One of my favorite parts:
"The more I learn about writing, the more knowledge I acquire, which translates into the practical energy I need when I try something new, or different, or risky. A small but significant drain on practical energy are running into the rule-makers.
These are people who have such a rigid attitude about some aspect of writing or the biz that they immediately instill doubt in you, especially if you're already doing something different.
Very often our writing instincts will throw up a warning flag about this sort of thing. If someone offers you an idea to try with your writing, you'll probably feel curious or interested. If someone tells you how you should be writing, you'll likely feel defensive or a sense of doubt.

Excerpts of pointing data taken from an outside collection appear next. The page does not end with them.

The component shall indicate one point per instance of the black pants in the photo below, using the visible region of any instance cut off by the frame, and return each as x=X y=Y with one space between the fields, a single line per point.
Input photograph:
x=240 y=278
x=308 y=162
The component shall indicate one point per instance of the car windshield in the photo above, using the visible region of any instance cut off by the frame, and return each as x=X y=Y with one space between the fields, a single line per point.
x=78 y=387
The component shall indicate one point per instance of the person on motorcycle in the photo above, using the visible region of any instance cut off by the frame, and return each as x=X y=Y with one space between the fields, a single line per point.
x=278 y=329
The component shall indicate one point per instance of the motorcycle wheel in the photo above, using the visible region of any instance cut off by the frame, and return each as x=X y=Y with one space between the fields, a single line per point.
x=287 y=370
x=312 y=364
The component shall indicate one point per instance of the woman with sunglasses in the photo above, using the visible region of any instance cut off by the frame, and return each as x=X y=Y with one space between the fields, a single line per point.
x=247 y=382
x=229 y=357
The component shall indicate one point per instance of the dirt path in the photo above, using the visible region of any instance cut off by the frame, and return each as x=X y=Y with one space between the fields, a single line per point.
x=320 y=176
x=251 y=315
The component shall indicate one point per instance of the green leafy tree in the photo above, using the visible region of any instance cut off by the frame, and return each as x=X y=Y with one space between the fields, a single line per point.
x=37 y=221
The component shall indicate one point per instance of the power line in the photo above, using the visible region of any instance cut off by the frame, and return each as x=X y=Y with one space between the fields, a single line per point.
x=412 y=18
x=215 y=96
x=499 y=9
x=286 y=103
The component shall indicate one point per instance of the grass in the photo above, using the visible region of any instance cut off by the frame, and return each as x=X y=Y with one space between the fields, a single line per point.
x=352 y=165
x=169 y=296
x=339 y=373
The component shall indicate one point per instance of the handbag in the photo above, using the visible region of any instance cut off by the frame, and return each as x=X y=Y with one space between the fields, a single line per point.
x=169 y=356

To my knowledge no one has ever been named the absolute authority on writing. Until God appoints a paragon to this position, no one can tell you how you should be writing (including me.)
Another threat to your practical energy is when you compare yourself to other writers. You read a great book, but instead of enjoying it you compare your latest work to it and feel inadequate. Or, you see another writer you don't think is as talented as you are, but they're more successful than you've been. It all comes down to envy, the most efficient vampire in all of Publishing.
It's human nature to envy what we can't or don't have. It's why I've always wanted to be a tall blond -- because I've always envied my older sister, who is. In some cases, it drives us to achieve more with what we do. But in writers, envy is never a good thing. It poisons the joy you take in your work, and the satisfaction you feel for what you do accomplish. Nothing is ever good enough because someone else has more than you do.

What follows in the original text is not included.